Are guaranteed pensions a thing of the past?

What the Republican-controlled federal government couldn’t do with Social Security may have been achieved with pensions, as Congress this month passed the biggest pension law changes in 30 years. The full impact is unclear, but certainly there will be fewer traditional pension plans, more 401(k)-type retirement accounts and a lot of betrayed workers, but companies happy to be able to more easily freeze or terminate pensions.

“I believe we will witness an unprecedented number of companies closing their well-funded defined-benefit pension plans to new employees,” said James Klein, president of the American Benefits Council, which represents employers.

Employers have been shifting their promises from traditional “defined-benefit” pensions to investment-oriented “defined-contribution” plans for 25 years. A defined-benefit plan is part of a compensation package, with employers shouldering the risk for promised retirement pay based on years of service, pay at retirement and other factors. A defined-contribution plan has workers taking the risk and little guarantee that hoped-for retirement income will be there. Changing from a traditional pension to a 401(k) is like changing a worker’s paid vacation benefit to a payroll-savings plan, forcing the worker to put money aside for time off.

The shift wasn’t very noticeable in the 1990s, when technology sparked a stock-market boom, but since the current recession started around 2000, the contrast was huge. From January through April of this year, 113 U.S. companies froze or terminated their defined-benefit plan or announced that they would do so, according to an analysis by management consulting firm Watson Wyatt Worldwide. Only 71 companies did so in 2004.

“The bill takes the unprecedented step of allowing certain underfunded multi-employer plans to cut already-earned ‘early-out’ retirement benefits of hundreds of thousands of truck drivers, construction workers and other rank-and-file workers,” said Pension Rights Center Director Karen Ferguson, who criticized aspects of the bill that will hurt consumers and older and long-tenured workers.

Indeed, the Teamsters are protesting, saying that cutting promised benefits is unprecedented, and UPS and some construction trade unions argue that they need more flexibility to restore health to these joint employer-union plans. “The bill unnecessarily increases the deficit by giving costly tax breaks to higher-paid employees to encourage them to save,” Ferguson said, “when they would be doing so without additional tax incentives.”

“The bill misses two of the biggest issues of the day by doing nothing to stop pension freezes or prevent companies such as United Airlines from using bankruptcy courts to renege on promises to workers,” continued Ferguson, who also expressed her disappointment with the lack of debate. “Work on this bill began almost two years ago, yet only a select few of the conferees controlled its final form and pushed it through both the House and the Senate within days,” she added.
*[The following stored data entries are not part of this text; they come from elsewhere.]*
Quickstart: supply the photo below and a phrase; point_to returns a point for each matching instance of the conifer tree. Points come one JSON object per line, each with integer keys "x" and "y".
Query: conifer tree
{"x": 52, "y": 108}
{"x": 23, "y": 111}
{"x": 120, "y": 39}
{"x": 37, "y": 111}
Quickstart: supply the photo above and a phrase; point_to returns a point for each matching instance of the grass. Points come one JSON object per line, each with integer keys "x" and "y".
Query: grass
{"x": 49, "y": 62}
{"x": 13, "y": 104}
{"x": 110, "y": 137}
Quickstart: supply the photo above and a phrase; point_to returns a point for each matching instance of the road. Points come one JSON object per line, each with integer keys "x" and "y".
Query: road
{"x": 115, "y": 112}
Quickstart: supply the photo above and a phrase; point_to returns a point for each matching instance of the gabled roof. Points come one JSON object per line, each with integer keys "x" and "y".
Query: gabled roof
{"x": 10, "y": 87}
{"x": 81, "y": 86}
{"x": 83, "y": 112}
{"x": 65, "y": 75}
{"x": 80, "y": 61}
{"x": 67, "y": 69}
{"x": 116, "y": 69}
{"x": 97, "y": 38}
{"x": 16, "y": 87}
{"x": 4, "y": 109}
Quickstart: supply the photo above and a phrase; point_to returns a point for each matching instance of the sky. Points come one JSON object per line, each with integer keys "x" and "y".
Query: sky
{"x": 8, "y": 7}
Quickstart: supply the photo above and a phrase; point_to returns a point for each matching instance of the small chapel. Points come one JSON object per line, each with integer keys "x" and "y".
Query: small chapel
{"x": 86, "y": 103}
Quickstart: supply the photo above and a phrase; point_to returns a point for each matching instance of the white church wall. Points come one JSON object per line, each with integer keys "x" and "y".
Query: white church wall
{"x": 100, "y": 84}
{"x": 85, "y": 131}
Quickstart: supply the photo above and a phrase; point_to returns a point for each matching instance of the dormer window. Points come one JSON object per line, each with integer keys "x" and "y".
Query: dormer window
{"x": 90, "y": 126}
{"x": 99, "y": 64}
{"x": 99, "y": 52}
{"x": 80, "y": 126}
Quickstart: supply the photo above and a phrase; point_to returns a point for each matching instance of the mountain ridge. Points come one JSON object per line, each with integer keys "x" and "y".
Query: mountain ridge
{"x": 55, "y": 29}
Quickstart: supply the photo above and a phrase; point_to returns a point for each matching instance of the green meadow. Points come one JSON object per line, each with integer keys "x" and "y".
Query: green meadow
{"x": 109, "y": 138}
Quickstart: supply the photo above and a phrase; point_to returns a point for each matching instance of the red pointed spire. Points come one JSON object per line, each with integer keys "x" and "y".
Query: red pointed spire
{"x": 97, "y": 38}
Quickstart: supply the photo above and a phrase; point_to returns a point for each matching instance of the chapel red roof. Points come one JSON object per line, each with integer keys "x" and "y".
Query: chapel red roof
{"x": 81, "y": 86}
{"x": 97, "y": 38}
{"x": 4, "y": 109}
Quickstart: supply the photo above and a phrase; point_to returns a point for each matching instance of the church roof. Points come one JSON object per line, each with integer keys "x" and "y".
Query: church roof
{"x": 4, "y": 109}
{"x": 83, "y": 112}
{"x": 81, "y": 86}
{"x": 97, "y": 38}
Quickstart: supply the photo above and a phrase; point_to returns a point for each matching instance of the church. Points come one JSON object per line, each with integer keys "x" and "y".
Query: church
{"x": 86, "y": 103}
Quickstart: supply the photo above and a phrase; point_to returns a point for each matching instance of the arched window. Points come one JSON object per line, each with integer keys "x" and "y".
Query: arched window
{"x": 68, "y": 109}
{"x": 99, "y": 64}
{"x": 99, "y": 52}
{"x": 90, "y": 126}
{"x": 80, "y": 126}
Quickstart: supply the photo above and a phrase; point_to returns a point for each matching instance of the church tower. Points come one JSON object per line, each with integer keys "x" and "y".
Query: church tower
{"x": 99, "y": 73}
Pensions were supposed to be permanent, and government historically encouraged retirement security, but as business began to see that pensions aren’t predictable, saw financial holdings as a source of capital, and gained political influence, pensions were targeted. Already, some 30,000 defined-benefit plans run by employers are underfunded by $450 billion — a mark of mismanagement, certainly — and the bill requires plans to reach 100 percent funding levels in seven years. Seriously underfunded “at-risk” companies must contribute at an accelerated rate.

About 40 percent of U.S. common stock is owned by pension and retirement funds, more than $80 billion, according to Randy Barber of the Center for Economic Organizing, who called pensions “a major source of new capital in the economy.” The bill, said the AARP’s David Sloane, “may lead to discriminatory plan designs that stop or reduce benefits for older workers.”

For younger workers, the legislation makes it easier for employers to automatically enroll workers in 401(k) savings programs. For any worker, the bill makes it easier to freeze or terminate plans, where employers stop adding years of service or pay increases to the formula, or substitute an annuity or lump-sum payment for a pension.

“The so-called Pension Protection Act of 2006 represents a huge missed opportunity for Congress to protect the retirement income security of millions of Americans,” said Ferguson. “While the bill contains a handful of positive provisions that help some workers, it also contains harmful provisions that allow plans to break pension promises, and, rather than strengthen the private pension system, are likely to weaken it.”

Bill Knight writes for The Labor Paper, published by the West Central Illinois Building and Construction Trades Council in Peoria, Ill. This article is reprinted with permission.